How to improve WordPress/Apache performance on a relatively heavily loaded server using Varnish and more
Scenario
One server (8 cpu cores, 32gb of memory, RAID5 disks) running WordPress (PHP 5.3.x and MySQL 5.1.x). WordPress site(s) would often grind to a halt as the server struggled to respond to requests quickly enough.
Problems
Lack of available I/O capacity, identified by :
- Numerous processes often in a ‘waiting for I/O’ state (as shown by ‘vmstat’)
- MySQL becoming backed up with queries and frequently overwhelmed (running out of connections; large number of queries waiting in the process list). Problem especially apparent when a new post was made to the site – as this causes a flushing of the MySQL query cache, any on disk cache’s from WordPress and any related caches (e.g. the cached copy of the front page would need regenerating).
- Performance graphs from ‘munin’ plot I/O operations along with other virtual memory subsystem events.
Solutions
- Profile WordPress code to identify expensive queries, add additional caching where possible. Using e.g. the debug-objects plugin to provide timings and help identify the origin of some queries.
- Caching of pages using e.g. WPSuperCache or W3 Total Cache was already in place but not sufficient
- Use memcached, rather than disk as an object cache for WordPress
- Use the BufferedLog directive within Apache to try and bulk up I/O operations
- Install Varnish as a front end cache, using a malloc memory backend to reduce disk I/O (no need to read file(s) from disk)
Of the above, use of Varnish has had the biggest impact on disk I/O – resulting in a significant decrease.
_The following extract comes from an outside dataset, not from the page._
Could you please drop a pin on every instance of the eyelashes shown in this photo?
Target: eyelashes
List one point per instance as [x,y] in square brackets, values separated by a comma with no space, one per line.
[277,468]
It also led to a significant decrease in the number of Apache processes in use (each of which is relatively memory hungry) – this is possible as a large part of the site is static content (images/stylesheets/javascript) and unchanging.
Varnish configuration
- Use a malloc backend, 10GiB in size. (See /etc/default/varnish on a Debian based system). Configure to use “-s malloc,10G” as a startup parameter. Before using the ‘malloc’ backend (and using the default file backend) there was no improvement in I/O and performance problems persisted.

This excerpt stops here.